The Norman Wells Land Corporation, the GNWT and the federal government signed a self-government agreement-in-principle Wednesday at the Legion in Norman Wells. A lot of heavy lifting was done to get to this point says negotiator and director with the land corporation Margaret McDonald.
“The hardest, the heaviest is done,” she says. “It’s very emotional. It’s also very, very exciting because we’ve reached a milestone. We’re halfway. We’ve got a bit of work left to do before we do our final.”
Negotiations began in 2007. Wednesday’s signing brings the Sahtu Dene and Metis closer to the goal of governing their own community says negotiator in chief Larry Tourangeau.
“It’s all about protecting the rights of the Dene and the Metis people of which our members consist of. So we determine our own citizens, we determine how elections are going to be run,” he says. “It gives us an opportunity to have a say in the things that really affect us as Aboriginal people.”
With a population of 760, 37 per cent of whom identify as Indigenous, the community of Norman Wells is also home to 300 members of the Norman Wells Land Corporation. The fact that the Sahtu Metis and Dene are a minority in the community is a factor in the time it’s taken to get to this stage says Lisa McDonald.

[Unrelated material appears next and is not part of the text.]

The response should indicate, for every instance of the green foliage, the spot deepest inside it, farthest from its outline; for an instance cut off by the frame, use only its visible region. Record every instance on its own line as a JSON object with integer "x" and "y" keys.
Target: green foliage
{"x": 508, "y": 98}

“It’s been a struggle, it’s been hard to get to where we are today because of that fact but I’m so proud of where we are today.”
Premier Bob McLeod says it is good to see broad support of the agreement because of historical opposition in the community.
“Everybody seems supportive of it. It took a lot of hard work to do that, because at one point there was a lot of opposition to self-government agreements, especially in Norman Wells.”
The Sahtu region now has two communities either already self-governing or close to it. Deline began to self-govern in 2014 and Sahtu MLA Daniel McNeely says it is a model for other communities.
“So you have, now, a track record. This is something that’s been talked about for many years throughout the Northwest Territories and now it’s a reality and it’s a model to look at for future generations and future self-governing structures for other communities.”
While not legally binding, the agreement signed Wednesday is the foundation for the next stage of negotiations. The text has not yet been shared with the public.